Ein Beispiel: Die beiden Protagonisten starren vom Kopf der Treppe in den dunklen Keller, der vom Strahl ihrer Taschenlampe nur fleckweise erleuchtet wird. Schnitt zur “Kellerperspektive”, die Kamera sieht zu den beiden auf. Und fährt dabei ganz leicht, sehr langsam, nach rechts. Es könnte sich also um die Subjektive eines der gesuchten, dort unten mutmaßlich lauernden Gespenster handeln, aber es ist eine glatte Dolly-Bewegung, technisch, keine lebende Bewegung (oder mitunter alles erschlagende, aufdringliche jedes Eigenleben von Orten, Gesichtern, Momenten erstickende Handkamera) sondern eine maschinelle, die Unsicherheit über die Natur und Herkunft der Bewegung bleibt aufrecht, der Effekt fällt kaum auf, weil er technisch bleibt und somit nicht auf sich selbst verweist.

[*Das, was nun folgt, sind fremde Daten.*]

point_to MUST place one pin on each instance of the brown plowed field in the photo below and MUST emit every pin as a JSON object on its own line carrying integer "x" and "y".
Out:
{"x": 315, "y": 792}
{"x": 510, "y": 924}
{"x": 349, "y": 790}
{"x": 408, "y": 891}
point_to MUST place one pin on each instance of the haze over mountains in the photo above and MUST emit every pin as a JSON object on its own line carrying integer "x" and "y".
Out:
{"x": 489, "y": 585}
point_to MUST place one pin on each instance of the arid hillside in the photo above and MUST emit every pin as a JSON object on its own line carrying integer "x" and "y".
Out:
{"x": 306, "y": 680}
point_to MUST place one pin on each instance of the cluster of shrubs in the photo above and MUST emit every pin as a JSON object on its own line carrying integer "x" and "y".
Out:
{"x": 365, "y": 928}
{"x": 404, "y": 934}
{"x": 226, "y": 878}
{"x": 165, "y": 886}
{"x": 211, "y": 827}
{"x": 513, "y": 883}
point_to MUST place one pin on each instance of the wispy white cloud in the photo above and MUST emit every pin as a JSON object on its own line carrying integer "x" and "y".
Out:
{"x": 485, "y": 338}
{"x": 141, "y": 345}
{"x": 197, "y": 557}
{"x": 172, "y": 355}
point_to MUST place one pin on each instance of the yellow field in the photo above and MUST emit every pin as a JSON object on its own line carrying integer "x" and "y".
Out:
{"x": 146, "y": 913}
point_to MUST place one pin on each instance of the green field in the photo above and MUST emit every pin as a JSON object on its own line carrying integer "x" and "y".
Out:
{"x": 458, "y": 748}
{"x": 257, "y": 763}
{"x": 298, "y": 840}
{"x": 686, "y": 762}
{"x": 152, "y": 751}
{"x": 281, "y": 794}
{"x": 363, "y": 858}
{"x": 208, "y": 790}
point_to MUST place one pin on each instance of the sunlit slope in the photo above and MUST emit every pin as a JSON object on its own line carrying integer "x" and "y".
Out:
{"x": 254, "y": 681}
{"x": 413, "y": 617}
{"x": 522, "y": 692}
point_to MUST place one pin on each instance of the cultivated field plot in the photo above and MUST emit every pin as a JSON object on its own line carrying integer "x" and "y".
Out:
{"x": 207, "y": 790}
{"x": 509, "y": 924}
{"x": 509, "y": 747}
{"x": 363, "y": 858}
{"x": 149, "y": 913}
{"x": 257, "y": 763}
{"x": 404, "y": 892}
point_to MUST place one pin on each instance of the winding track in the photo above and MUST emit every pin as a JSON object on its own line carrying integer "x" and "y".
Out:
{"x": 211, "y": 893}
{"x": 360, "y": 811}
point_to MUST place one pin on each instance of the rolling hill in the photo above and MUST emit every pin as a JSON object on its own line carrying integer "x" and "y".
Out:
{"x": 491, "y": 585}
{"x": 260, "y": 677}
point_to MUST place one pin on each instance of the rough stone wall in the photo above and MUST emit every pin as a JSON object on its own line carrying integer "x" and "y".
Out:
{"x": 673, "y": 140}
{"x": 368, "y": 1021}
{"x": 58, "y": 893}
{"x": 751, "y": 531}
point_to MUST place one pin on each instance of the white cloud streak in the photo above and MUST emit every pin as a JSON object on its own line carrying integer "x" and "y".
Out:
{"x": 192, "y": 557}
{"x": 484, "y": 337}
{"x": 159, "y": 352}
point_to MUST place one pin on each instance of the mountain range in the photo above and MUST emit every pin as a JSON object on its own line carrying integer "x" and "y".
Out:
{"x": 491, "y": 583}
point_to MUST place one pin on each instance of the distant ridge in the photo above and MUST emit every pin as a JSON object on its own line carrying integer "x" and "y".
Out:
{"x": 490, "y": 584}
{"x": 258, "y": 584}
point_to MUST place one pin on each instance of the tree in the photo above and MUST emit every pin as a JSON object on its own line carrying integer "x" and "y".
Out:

THE INNKEEPERS ist reich an solchen Momenten, er ist ein absolut räumlicher Horrorfilm, noch mehr als THE HOUSE OF THE DEVIL, er bezieht seine Spannung und seine emotionale Disposition aus Korridoren, Treppenhäusern, dem Hinterhof des Hotels, den Zimmern, und daraus, wie sich die Menschen darin bewegen oder auch nur ausnehmen. Die Nutzung des Scope-Formates ist rücksichtslos am inflationären und Kinoschädigenden, modernen Dauer-Einsatz von Gesichts-Closeups und Halbnahen vorbeifotografiert, die Anzahl echter, “großer” Closeups lässt sich an zwei Händen abzählen und jeder von ihnen kommt wie ein Hammerschlag, springt einen aus der Weite des Bildes plötzlich an. Dafür möchte man Ti West schon umarmen, dass er dem Kino das zurückzugeben versucht, dass er filmisch so eloquent und so unheimlich – wirklich unheimlich, in zweierlei Hinsicht – sicher im Umgang damit ist.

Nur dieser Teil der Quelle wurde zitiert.